Após duas semanas de jogos, e sob um constante pano de fundo político, a Olimpíada de Inverno de Pequim teve seu encerramento neste domingo, 20, em mais um teste para a projeção da China na arena internacional. Sob estrito controle sanitário, para evitar infecções pela Covid-19, o evento foi marcado por boicotes internacionais ao governo chinês e por um novo caso de doping envolvendo a Rússia, mas houve espaço para a glória e o fracasso de alguns dos maiores nomes dos esportes de inverno, e um esforço renovado por otimismo e união na cerimônia de despedida.
No estádio Ninho do Pássaro, construído para a Olimpíada de Pequim em 2008, o presidente da China, Xi Jinping, e o presidente do Comitê Olímpíco Internacional, Thomas Bach, ficaram lado a lado no evento para a passagem oficial do evento à organização de Milão-Cortina, que vão sediar os jogos de 2026. Bach classificou o evento como “extraordinário” e estendeu a mão ao governo chinês e parabenizou a organização “tão excelente e tão segura”.
Os jogos foram dominados pela saga da patinadora russa Kamila Valieva, de apenas 15 anos, que chegou a Pequim na condição de favorita na patinação artística. Seu time havia ganhado o ouro na disputa por equipes quando, no mesmo dia, um exame de doping identificou uma substância usada no tratamento de cardíacos e proibida na competição. O comitê de arbitragem a liberou para competir em provas individuais, mas ela não receberia medalhas até que a investigação do caso fosse concluída. A história terminou em anticlímax: mesmo favorita, ela terminou em quarto lugar após cair diversas vezes ao longo da prova.
Para os americanos, também houve marcas melancólicas. Lenda do snowboard, Shaun White terminou sua última Olimpíada de Inverno com um quarto lugar, a um ponto da medalha. Quatro anos atrás, na Coreia do Sul, um salto de 1.440 graus lhe rendeu sua terceira medalha olímpica de ouro. Aos 35 anos, porém, seu corpo não alcançou sua melhor performance e ele foi superado pelo japonês Ayumu Hirano. “Não estou triste”, resumiu White em sua despedida.
Um grande trunfo chinês veio com as vitórias de Eileen Gu, esquiadora nascida nos Estados Unidos que decidiu competir pela China, país natal de sua mãe. Suas três medalhas — dois ouros, uma prata — estabeleceram um novo recorde individual para o esqui, e Gu foi alçada à condição de celebridade na China.
A Olimpíada de Inverno em Pequim foi alvo de controvérsia desde o momento em que o Comitê Olímpico Internacional anunciou a capital chinesa como sede. A cidade de Almaty, o Cazaquistão, foi sua única concorrente na seleção — quatro cidades retiraram propostas por falta de apoio de moradores e capacidade de investimento.
A contagem de medalhas foi liderada pela Noruega, com 16 ouros. Na sequência, Alemanha, China e Estados Unidos seguiram no ranking pelo primeiro lugar do pódio.
A geopolítica atravessou diversos aspectos da realização dos jogos.

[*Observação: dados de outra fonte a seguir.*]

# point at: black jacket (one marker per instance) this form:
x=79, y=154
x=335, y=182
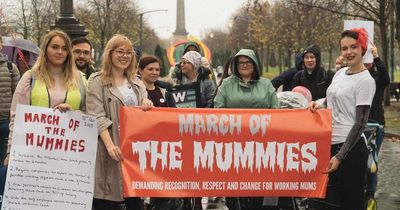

Diversos países boicotaram o evento em protesto a violações de direitos humanos — especialmente a repressão contra uigures, minoria muçulmana que se concentra na província de Xinjiang, no noroeste da China. O presidente americano Joe Biden foi um dos líderes do boicote. O receio de uma invasão russa na Ucrânia só aumentou ao longo das semanas, com diplomatas americanos alertando que o governo de Vladimir Putin poderia lançar uma ofensiva militar mesmo antes do encerramento dos jogos.
Pequim, ao longo de duas semanas de evento, na prática foi dividida em duas cidades separadas. Atletas, delegações, funcionários e jornalistas ficaram isolados, sem permissão para circular fora dos locais dos jogos e hospedagem, uma espécie de “bolha olímpica” feita para evitar infecções pela Covid-19. Mas a mensagem que a propaganda oficial do governo chinês se esforçou para passar mirava a união: fogos de artifício mostraram, em inglês, a frase “um mundo” e diversas placas na cidade mostram o slogan olímpico “juntos por um futuro compartilhado”, em meio à pandemia global, que manteve a China praticamente fechada para visitantes, e ao crescimento das tensões com o Ocidente.